STREET OF SHADOWS  (1953)

   I will make no jokes about the movies in this set being “Forgotten.” I will point out that the version of Street of Shadows in this set is seven minutes longer than the one released in the US, so you will get your money’s worth that way, if nothing more. (And for the life of me, I cannot figure out what seven minutes might have been cut. The plot’s so compact that leaving anything out would leave the story line incomprehensible, or so it would seem to me.)

   All seriousness aside, there are a couple of reasons for watching this movie, and I’m going to tell you right away that the story line isn’t particularly one of its strong suits.
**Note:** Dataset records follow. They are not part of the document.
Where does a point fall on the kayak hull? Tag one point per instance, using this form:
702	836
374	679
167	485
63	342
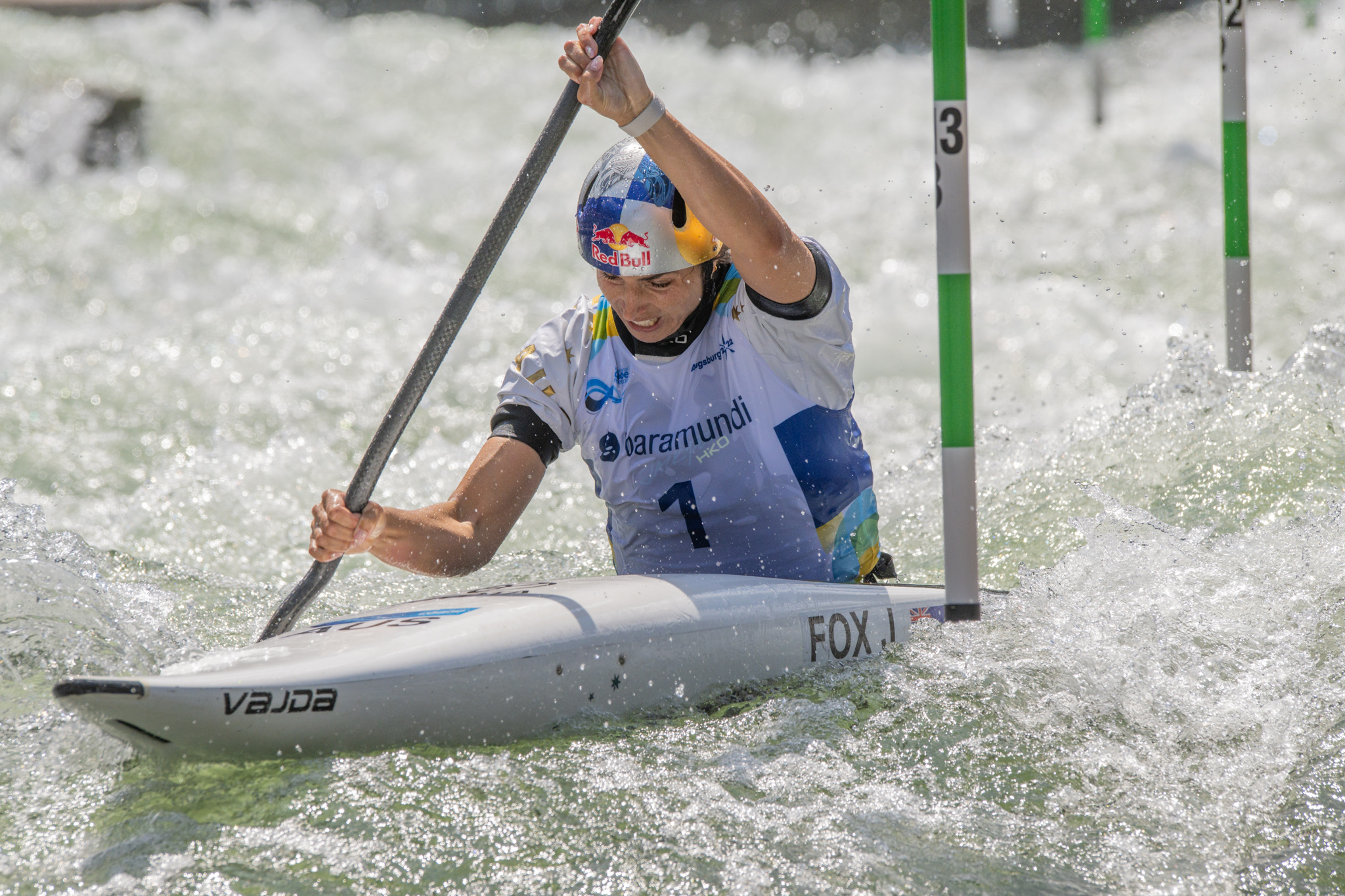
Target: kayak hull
498	664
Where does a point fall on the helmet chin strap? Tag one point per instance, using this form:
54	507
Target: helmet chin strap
692	326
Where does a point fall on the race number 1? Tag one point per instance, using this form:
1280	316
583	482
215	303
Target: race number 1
684	496
951	192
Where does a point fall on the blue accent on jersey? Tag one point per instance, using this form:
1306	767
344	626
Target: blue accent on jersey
826	452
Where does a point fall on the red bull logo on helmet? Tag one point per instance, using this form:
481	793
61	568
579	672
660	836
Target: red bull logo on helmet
627	247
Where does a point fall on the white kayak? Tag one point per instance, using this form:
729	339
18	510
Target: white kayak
496	664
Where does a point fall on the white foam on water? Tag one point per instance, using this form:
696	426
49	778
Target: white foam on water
195	347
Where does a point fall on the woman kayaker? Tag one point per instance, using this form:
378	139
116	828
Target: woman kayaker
708	387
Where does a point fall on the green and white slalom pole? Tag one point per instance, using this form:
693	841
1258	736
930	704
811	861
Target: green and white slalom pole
1097	30
1238	264
953	219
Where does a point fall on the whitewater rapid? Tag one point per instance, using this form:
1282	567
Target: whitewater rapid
194	345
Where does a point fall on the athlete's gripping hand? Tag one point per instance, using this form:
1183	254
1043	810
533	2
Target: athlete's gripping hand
338	531
613	86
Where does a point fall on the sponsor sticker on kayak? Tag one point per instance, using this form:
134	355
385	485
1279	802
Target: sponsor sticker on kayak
401	620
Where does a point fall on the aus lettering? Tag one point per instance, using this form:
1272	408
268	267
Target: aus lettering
259	703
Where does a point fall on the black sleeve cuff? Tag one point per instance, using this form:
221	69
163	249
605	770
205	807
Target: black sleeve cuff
811	305
519	422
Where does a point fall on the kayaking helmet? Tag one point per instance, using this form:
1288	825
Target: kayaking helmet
632	222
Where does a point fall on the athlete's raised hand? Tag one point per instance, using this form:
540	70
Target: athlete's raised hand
338	530
611	86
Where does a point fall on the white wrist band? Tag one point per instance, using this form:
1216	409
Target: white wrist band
646	119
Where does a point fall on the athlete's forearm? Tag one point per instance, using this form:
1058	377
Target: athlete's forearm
462	535
766	250
433	542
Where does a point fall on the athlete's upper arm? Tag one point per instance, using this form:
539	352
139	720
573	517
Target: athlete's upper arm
811	351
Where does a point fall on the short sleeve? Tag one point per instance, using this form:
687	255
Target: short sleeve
814	354
546	372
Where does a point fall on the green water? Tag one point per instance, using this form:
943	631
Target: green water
197	344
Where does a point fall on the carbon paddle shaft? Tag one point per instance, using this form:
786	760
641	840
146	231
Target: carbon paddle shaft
445	330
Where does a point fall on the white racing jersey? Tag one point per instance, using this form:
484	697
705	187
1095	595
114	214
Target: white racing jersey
738	456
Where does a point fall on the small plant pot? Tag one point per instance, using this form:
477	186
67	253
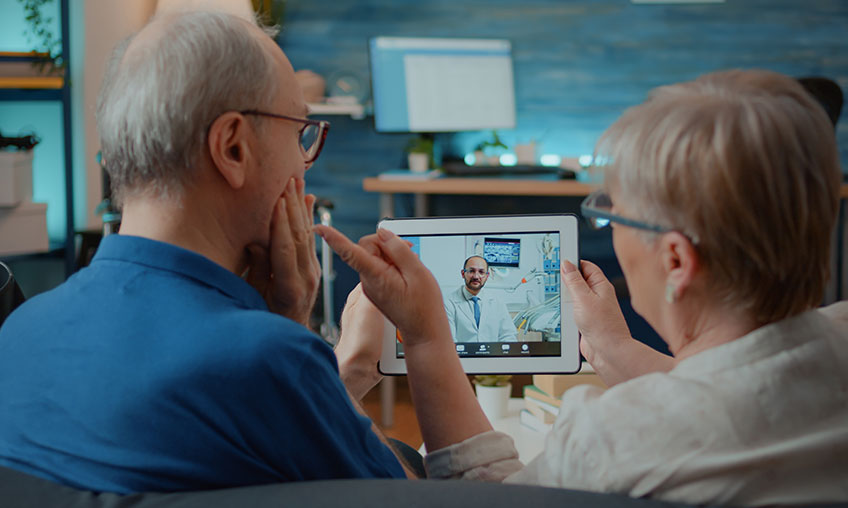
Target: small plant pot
493	400
418	162
526	154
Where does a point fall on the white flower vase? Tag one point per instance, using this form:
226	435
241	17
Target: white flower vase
494	400
418	162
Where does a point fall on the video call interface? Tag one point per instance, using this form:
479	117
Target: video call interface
501	291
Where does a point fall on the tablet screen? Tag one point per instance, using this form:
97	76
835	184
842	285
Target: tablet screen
501	291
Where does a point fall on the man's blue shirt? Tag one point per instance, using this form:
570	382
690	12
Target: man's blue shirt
155	369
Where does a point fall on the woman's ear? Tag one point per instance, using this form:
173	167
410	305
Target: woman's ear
680	261
229	148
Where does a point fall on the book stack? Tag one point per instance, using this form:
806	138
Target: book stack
543	398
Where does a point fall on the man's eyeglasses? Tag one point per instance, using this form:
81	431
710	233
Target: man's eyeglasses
312	134
597	206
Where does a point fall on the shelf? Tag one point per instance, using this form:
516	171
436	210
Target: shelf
32	82
30	94
356	111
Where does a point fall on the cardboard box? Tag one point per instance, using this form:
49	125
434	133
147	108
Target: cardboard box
556	385
15	177
23	229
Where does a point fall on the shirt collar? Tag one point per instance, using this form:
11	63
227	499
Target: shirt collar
467	294
165	256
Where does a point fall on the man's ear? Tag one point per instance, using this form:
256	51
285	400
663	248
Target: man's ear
229	148
680	261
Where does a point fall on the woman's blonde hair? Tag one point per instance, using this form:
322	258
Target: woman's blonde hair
745	164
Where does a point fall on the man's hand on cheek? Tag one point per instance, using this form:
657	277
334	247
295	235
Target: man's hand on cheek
287	273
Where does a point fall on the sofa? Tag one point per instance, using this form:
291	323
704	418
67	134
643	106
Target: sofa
19	490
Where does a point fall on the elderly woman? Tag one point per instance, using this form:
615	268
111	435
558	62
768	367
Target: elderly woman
722	195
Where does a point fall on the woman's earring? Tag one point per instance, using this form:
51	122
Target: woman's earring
670	293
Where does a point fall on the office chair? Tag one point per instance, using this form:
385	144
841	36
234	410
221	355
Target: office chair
10	293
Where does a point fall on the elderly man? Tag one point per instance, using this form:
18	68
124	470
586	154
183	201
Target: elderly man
159	367
473	314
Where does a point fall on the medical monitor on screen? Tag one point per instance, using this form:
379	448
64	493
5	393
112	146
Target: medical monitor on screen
441	85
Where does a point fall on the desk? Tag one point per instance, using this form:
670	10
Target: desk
528	442
542	186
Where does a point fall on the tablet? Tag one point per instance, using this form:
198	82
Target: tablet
500	281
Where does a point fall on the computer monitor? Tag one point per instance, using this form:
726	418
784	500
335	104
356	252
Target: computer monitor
441	84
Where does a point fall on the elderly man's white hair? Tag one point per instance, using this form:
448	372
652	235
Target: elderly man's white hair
163	90
240	8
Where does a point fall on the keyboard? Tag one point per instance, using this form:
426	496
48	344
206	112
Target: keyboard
459	168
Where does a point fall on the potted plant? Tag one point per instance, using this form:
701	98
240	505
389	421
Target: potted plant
419	153
493	393
488	151
47	53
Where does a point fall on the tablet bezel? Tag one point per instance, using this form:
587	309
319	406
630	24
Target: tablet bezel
566	225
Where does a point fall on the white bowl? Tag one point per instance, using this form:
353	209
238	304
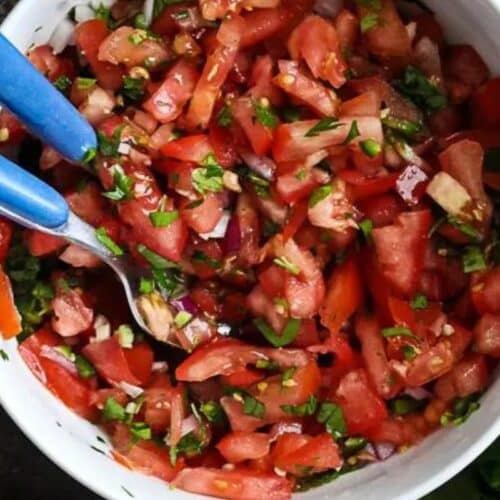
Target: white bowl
67	439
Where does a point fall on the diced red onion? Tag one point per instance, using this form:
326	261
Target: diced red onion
49	352
328	8
261	165
418	393
232	238
185	303
220	229
384	450
133	391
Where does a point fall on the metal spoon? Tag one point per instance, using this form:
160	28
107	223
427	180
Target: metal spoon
26	199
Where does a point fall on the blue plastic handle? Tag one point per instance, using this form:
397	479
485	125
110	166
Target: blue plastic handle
24	195
41	107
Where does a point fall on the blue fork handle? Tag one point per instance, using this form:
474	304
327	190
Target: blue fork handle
41	107
24	195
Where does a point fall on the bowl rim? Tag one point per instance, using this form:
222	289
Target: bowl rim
105	490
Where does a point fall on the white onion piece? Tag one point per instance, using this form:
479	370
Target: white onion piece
219	231
328	8
84	13
418	393
384	450
189	424
133	391
62	36
52	354
148	11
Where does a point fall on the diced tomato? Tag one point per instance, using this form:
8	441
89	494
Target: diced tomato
320	452
228	356
119	48
110	361
469	376
343	297
193	148
259	136
40	244
487	335
10	320
262	24
430	365
292	143
167	102
205	217
49	64
400	250
217	67
388	38
237	447
88	37
485	106
305	89
236	484
363	409
373	351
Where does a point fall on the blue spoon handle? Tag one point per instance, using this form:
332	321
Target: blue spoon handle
24	195
41	107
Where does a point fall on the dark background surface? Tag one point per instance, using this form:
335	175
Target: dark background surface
26	474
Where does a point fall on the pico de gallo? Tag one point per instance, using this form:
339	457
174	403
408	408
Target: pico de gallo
310	188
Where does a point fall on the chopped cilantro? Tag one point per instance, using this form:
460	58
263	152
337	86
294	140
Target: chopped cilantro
286	337
265	115
324	125
225	116
332	417
353	133
304	410
104	238
319	194
419	302
163	219
369	21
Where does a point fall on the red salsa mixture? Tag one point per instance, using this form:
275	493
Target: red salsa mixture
310	190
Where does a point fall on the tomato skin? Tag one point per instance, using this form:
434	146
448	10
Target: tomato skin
110	361
192	148
373	352
6	231
400	250
204	217
240	446
343	297
363	409
320	452
487	335
469	376
88	37
167	102
233	484
73	391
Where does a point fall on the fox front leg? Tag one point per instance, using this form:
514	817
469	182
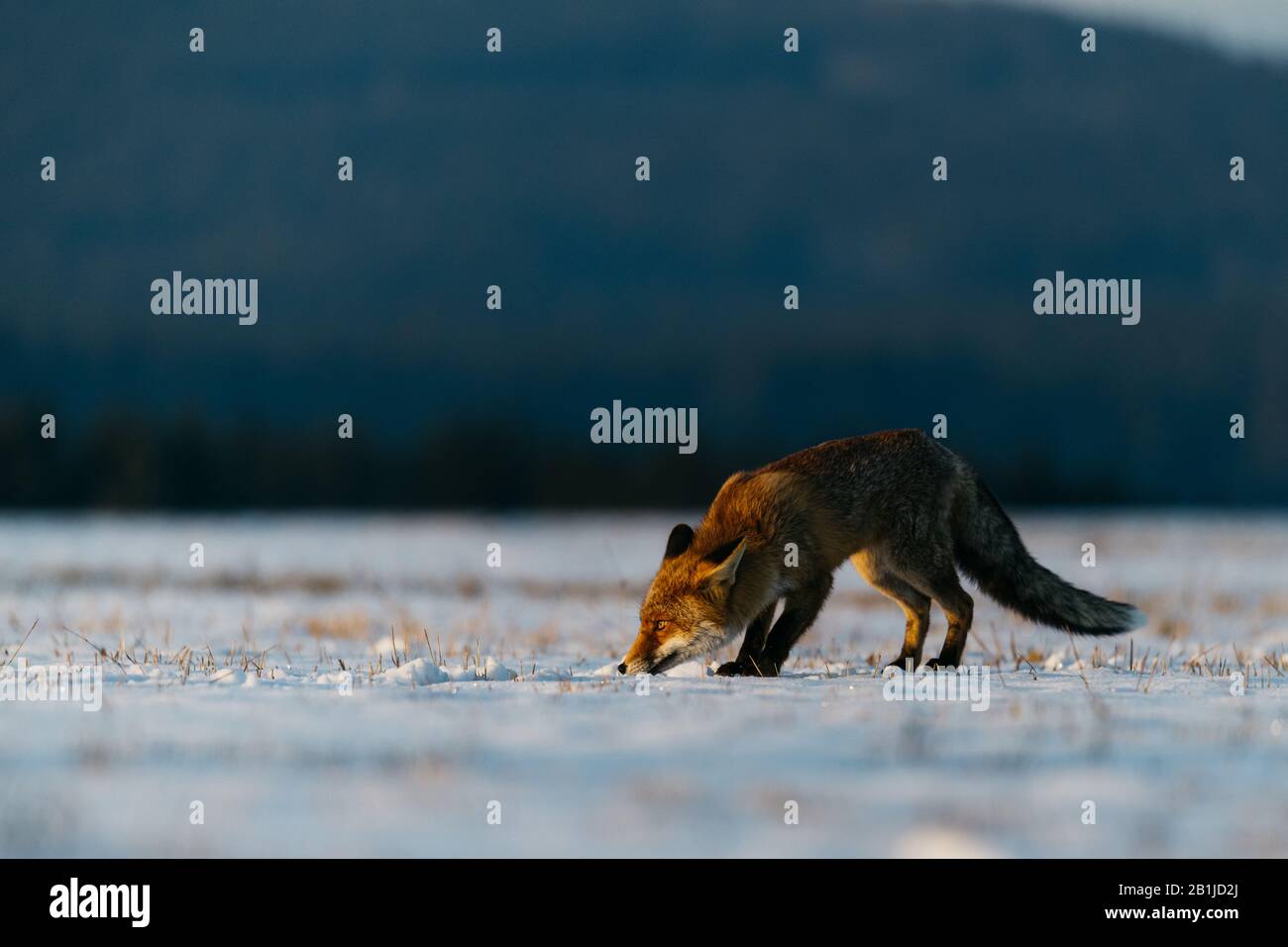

But Cesar Romero, whether he was playing the Cisco Kid or The Joker on the Batman TV series, never turned in a bad performance. Larger than life, perhaps, as he is here as Luigi, owner of a pinball club in London’s Soho district, but as always, he is also as natural before the camera as any actor I can think of.

STREET OF SHADOWS  (1953)

   In Street of Shadows he is attracted to Barbara Gale, the wife of a man who’s bored with her, a fact that I can neither understand nor explain to you, since she’s a second reason for watching this movie, the most exquisitely beautiful Kay Kendall, married later to Rex Harrison not long before her tragic death from leukemia at the age of only 33.

   Also notable in the cast is Victor Maddern as Luigi’s crippled pug-ugly janitor “Limpy,” who’s never had a real date with a woman, and Simone Silva (of Robert Mitchum fame) as Angele Abbé, the girl that Luigi has broken up with. When she’s found dead in Luigi’s penny arcade, the eyes of the police turn directly to him — and on the run he goes, in order to clear himself.

STREET OF SHADOWS  (1953)

   Don’t go looking for a major detective story here, even though an inspector from Scotland Yard has a sizable role to play (Edward Underdown).

   Watch this instead for the almost incessantly dark settings, Cesar Romero’s strong performance, to see Kay Kendall at the height of her stylish beauty, and for several of the mechanical devices in Luigi’s arcade, including a head-bobbing, banjo-playing clown, the latter adding noisily to the atmosphere, along with a jukebox in grand 1950s style that I really wouldn’t mind having myself.